I have also tried to --start a workspace I just --shutdown before the 
resource termination time expired and the terminal comes back with

  Using endpoint:
Address: https://142.104.60.49:8443/wsrf/services/WorkspaceService
Reference property[0]:
<ns2:WorkspaceKey 
xmlns:ns2="http://www.globus.org/2006/08/workspace">1</ns2:WorkspaceKey>

Started.

However, querying the worker node with xm list shows that the workspace 
has not been restarted.




bugzilla-daemon@mcs.anl.gov wrote:
 > http://bugzilla.globus.org/bugzilla/show_bug.cgi?id=5415
 >
 >
 >

bugzilla-daemon@mcs.anl.gov wrote:
> http://bugzilla.globus.org/bugzilla/show_bug.cgi?id=5415
> 
> 
> 
> 
> 
> ------- Comment #1 from tfreeman@mcs.anl.gov  2007-06-28 21:30 -------
> The slot will be occupied until WSRF resource termination passes.  Shutdown
> moves the VM back to the Propagated state, you could for example call --start
> on it at this point.  
> 
> Or did you also call --destroy and see this behavior?  That would be a
> regression.
> 
> 
> 
> 
> ------- You are receiving this mail because: -------
> You reported the bug, or are watching the reporter.
------- Comment #3 From 2007-07-02 22:55:13 -------
Thanks for looking into this, will confirm and fix shortly.
------- Comment #4 From 2007-07-02 23:39:55 -------
I can't recreate this here with TP1.2.3, though I am not using a real Xen
backend which I will do tomorrow.  

Is it possible to get logs from you?  If so, you can send them to me privately
if there is information you would not like to be archived like IP addresses
etc.  
------- Comment #5 From 2007-07-03 00:31:35 -------
Is your default shutdown method set to trash?  Bug 5345 could account for some
of these issues if so.
------- Comment #6 From 2007-07-03 12:11:43 -------
(In reply to comment #5)
> Is your default shutdown method set to trash?  Bug 5345 could account for some
> of these issues if so.
> 

Where do I set the default shutdown method and what are my choices?  Is this
covered anywhere in documentation?
------- Comment #7 From 2007-07-03 14:44:35 -------
Oh, this interface page SHOULD have this but it doesn't, it was introduced in
TP1.2.  Will update the documentation for next release.

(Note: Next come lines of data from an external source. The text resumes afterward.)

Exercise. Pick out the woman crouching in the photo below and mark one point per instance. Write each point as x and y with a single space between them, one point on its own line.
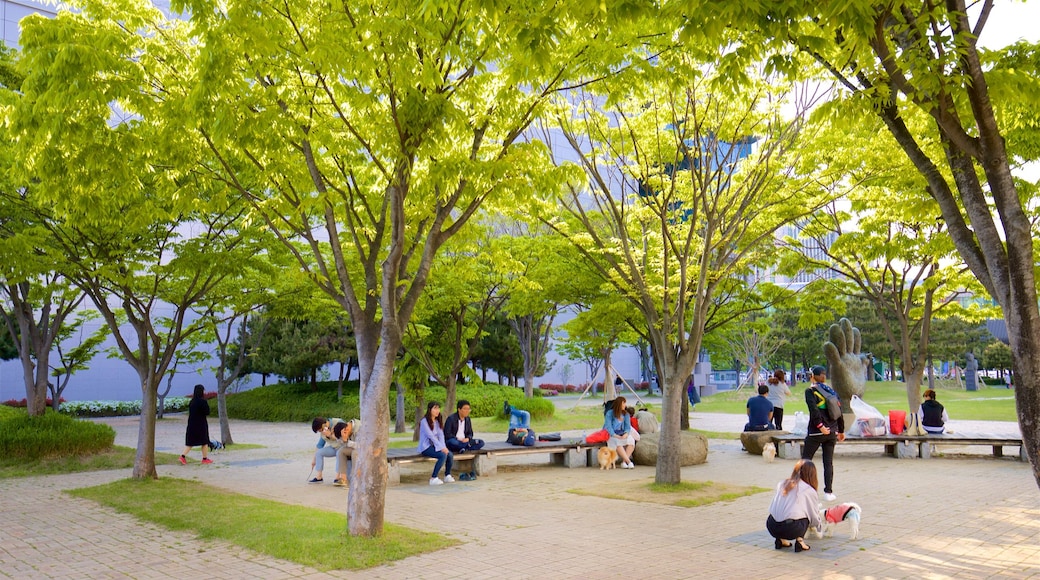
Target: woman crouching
795 507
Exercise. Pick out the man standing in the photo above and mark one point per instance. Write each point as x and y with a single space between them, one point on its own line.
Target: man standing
759 411
459 430
826 426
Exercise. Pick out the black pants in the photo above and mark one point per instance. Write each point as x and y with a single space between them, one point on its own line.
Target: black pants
813 442
788 529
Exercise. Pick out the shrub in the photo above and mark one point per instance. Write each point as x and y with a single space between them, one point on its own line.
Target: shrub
120 409
52 436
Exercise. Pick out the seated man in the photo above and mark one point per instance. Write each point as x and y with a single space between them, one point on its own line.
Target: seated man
327 446
346 433
932 415
459 430
759 412
520 431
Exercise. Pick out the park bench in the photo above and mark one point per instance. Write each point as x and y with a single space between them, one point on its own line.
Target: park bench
906 447
570 453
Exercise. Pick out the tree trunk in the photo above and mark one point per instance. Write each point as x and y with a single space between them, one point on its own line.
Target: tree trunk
144 465
669 468
609 391
449 395
222 413
398 426
377 352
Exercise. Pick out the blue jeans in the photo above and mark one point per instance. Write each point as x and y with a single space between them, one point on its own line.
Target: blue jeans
457 446
321 453
441 457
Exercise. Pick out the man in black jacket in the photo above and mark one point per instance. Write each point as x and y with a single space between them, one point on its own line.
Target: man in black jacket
459 430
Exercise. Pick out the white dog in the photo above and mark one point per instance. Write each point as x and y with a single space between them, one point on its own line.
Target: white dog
840 512
769 452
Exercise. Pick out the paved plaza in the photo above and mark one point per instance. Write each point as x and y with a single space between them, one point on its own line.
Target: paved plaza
965 515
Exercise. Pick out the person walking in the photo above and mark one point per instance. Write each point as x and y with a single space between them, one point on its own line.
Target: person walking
826 425
778 395
198 430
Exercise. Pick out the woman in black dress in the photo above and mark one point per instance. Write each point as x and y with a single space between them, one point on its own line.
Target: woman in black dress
198 432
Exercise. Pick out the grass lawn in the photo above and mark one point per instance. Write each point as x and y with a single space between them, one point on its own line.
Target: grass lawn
989 403
117 457
308 536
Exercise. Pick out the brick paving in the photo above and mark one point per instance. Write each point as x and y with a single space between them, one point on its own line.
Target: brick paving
964 515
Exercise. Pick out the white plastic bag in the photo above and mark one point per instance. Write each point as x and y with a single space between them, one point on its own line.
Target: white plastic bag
869 421
801 423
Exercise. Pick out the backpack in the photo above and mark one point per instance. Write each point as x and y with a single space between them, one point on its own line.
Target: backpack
833 403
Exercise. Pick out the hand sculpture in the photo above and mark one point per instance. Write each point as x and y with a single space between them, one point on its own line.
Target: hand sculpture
846 363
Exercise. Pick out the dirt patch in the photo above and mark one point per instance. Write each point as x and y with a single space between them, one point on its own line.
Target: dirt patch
686 494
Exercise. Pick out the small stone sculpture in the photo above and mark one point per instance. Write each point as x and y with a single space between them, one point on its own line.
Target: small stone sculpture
846 364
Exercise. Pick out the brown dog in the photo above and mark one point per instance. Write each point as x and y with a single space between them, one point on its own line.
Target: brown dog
606 457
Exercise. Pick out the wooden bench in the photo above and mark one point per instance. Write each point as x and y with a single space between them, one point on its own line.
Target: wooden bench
907 447
570 453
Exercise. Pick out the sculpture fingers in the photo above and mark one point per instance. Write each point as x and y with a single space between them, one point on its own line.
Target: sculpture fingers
848 332
832 354
837 339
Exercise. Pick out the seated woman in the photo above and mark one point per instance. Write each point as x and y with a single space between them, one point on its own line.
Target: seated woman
795 507
432 443
932 415
618 424
520 431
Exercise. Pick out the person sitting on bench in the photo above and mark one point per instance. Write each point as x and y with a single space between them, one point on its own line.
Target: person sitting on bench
932 415
459 430
520 431
759 411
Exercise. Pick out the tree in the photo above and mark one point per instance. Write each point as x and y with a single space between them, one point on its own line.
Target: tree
77 354
897 258
754 341
35 299
146 235
953 108
455 310
372 132
996 356
499 350
673 205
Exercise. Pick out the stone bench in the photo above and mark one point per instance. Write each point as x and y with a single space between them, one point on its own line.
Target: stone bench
908 447
485 462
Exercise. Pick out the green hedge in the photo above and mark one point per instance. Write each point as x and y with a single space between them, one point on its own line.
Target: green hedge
51 436
294 402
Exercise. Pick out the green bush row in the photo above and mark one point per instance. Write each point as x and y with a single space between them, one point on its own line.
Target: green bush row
297 402
52 436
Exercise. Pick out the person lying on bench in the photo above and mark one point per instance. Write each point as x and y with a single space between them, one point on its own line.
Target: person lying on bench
520 431
459 430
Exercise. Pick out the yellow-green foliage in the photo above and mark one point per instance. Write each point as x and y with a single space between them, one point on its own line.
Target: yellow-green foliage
51 436
299 402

http://workspace.globus.org/vm/TP1.2.3/interfaces/deployment.html

It's an optional part of the deployment request:

            <xs:element ref="DeploymentTime"/>
            <xs:element ref="WorkspaceState"/>
            <xs:element ref="ResourceAllocation"/>
            <xs:element ref="ShutdownMechanism" minOccurs="0"/>

Only supported value is "Trash", otherwise leave it out for normal shutdown. 

This feature was added to support the situation where many VMs are started off
of the same template image but it is unecessary to unpropagate them and save
the "result".  The prime example is an image that is used as a node in a pool
of worker nodes driven by a batch system, mirroring the situation on most grid
sites but dynamically adding and removing worker nodes.
------- Comment #8 From 2007-10-10 14:08:05 -------
I don't see this issue in TP1.3.0 (available shortly)

There was a bug in the TP1.2.3 code I know of that is related to this.  

In ResourcePoolUtil#retireMem(), there was this line:

    replaceResourcepoolEntry(hostname, entry);

Which should look like so

    replaceResourcepoolEntry(poolname, entry);

This update is in workspace_tp_1_3_0_branch 

Regarding Comment #7, that information will be included in the TP1.3 docs.